How best to do so was a subject of much debate at various sessions over the week. Some speakers, such as ExxonMobil's chairman and chief executive officer Rex Tillerson, called for a carbon tax, saying this would give companies greater certainty over carbon pricing.
Others took a different view. Economist Amanda McCluskey from Colonial First State Global Asset Management, as well as Shell's senior climate change adviser David Hone, argued that a cap-and- trade system offered the best way to price carbon at the lowest cost to societies. It gave companies a strong incentive to adopt the cheapest CO2 abatement solutions and to innovate.
Singaporean participants at these sessions might have felt a sense of deja vu. After all, parallels of both measures have been tried in this country to curb growth in the vehicle population. A system of road taxes and registration surcharges failed to check the surge in car numbers in the 1980s, prompting the introduction of a vehicle quota system, with a limited number of certificates of entitlement for car ownership sold on the market.

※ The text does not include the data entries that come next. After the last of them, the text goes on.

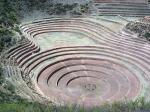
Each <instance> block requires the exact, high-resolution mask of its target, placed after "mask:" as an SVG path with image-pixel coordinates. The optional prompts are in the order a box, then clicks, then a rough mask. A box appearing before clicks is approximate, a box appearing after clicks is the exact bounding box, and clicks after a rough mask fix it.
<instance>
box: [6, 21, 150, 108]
mask: <svg viewBox="0 0 150 112" xmlns="http://www.w3.org/2000/svg"><path fill="white" fill-rule="evenodd" d="M102 21H104V18H103V19H102ZM106 21H108V20H106ZM113 21H114V20H112V21H109V22H111V25H113V24H114V26H115V28H118V32H115V31H114V30H111V29H108V28H107V27H106V26H105V25H104V24H101V21H100V19H98V20H96V19H94V18H92V19H91V18H90V19H89V18H71V19H61V18H55V19H44V20H41V21H36V22H32V23H26V24H23V25H21V26H20V29H21V30H22V32H23V34H24V35H25V37H26V38H27V39H28V41H27V42H26V43H25V44H22V46H18V47H16V48H15V49H13V50H12V51H11V52H10V53H9V55H8V57H9V58H10V57H11V56H13V57H15V59H16V62H17V64H18V66H19V67H20V68H22V71H23V72H24V73H28V75H31V74H32V75H33V77H32V80H33V82H34V85H35V89H36V90H37V91H38V93H39V94H41V95H43V96H44V97H45V98H47V99H49V100H50V101H53V102H55V103H57V104H79V105H85V106H97V105H101V104H103V103H105V102H114V101H120V100H125V99H128V100H134V99H136V98H138V97H143V96H146V95H147V98H148V97H149V96H148V92H149V90H148V89H147V88H148V87H149V83H150V67H149V66H150V52H149V51H150V44H149V43H148V42H146V41H145V40H142V39H139V38H135V36H133V35H130V34H127V33H125V32H124V33H123V32H121V31H120V29H121V28H122V27H123V26H122V25H123V24H121V23H120V21H119V22H117V21H115V22H113ZM116 26H117V27H116Z"/></svg>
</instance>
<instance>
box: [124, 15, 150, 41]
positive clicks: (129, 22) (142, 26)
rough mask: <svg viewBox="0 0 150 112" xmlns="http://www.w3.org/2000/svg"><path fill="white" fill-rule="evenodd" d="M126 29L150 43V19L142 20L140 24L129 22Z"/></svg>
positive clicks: (140, 22) (137, 23) (138, 23)
mask: <svg viewBox="0 0 150 112" xmlns="http://www.w3.org/2000/svg"><path fill="white" fill-rule="evenodd" d="M126 29H128V30H130V31H131V32H133V33H136V34H138V36H139V37H141V38H145V39H146V40H148V41H150V17H145V18H142V19H140V20H139V21H138V22H129V23H128V24H127V25H126Z"/></svg>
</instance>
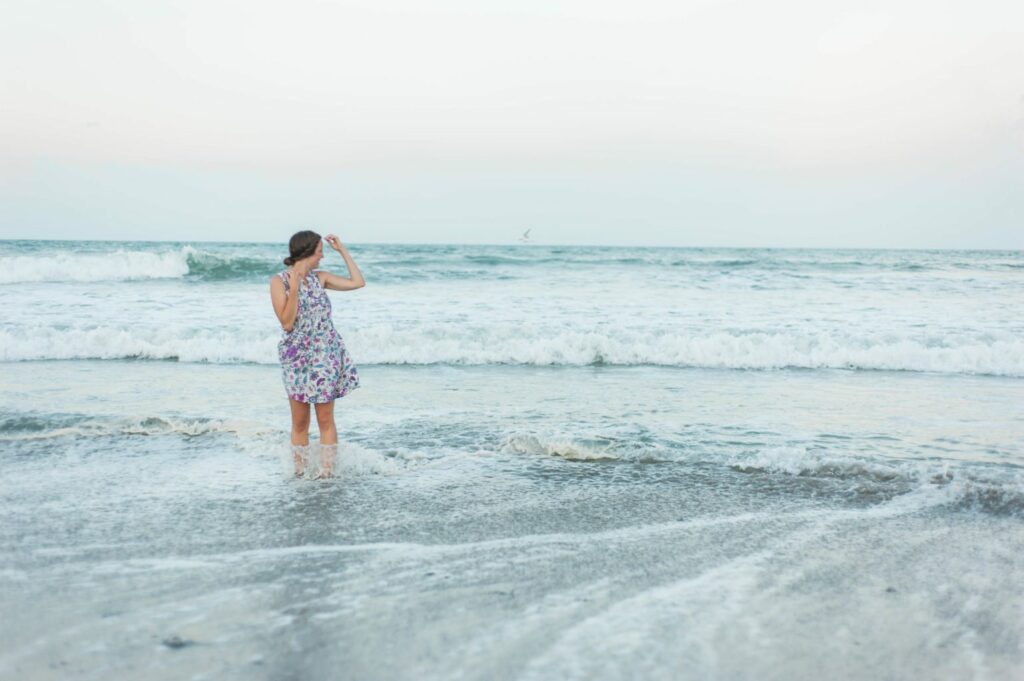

This, in effect, was an early version of a cap-and-trade system. It put a lid on rising vehicle numbers in the 1990s and helped keep the roads relatively free flowing. Similarly, a network of state and national cap-and-trade systems on C02 will help the world put limits on emissions and check the rise in global temperatures.
While a broad consensus appears to be emerging on what needs to be done in Copenhagen and beyond, the how remains a challenge. Governments, businesses, consumers and communities will have to play their parts if the 'low hanging' fruit that everyone seems to be eyeing are not left to wither on the branches, or fall by the wayside.
The writer, the former deputy editor of The Straits Times, is regional director (Asia Pacific) of Shell's global communications network and a member of the board of the Energy Studies Institute.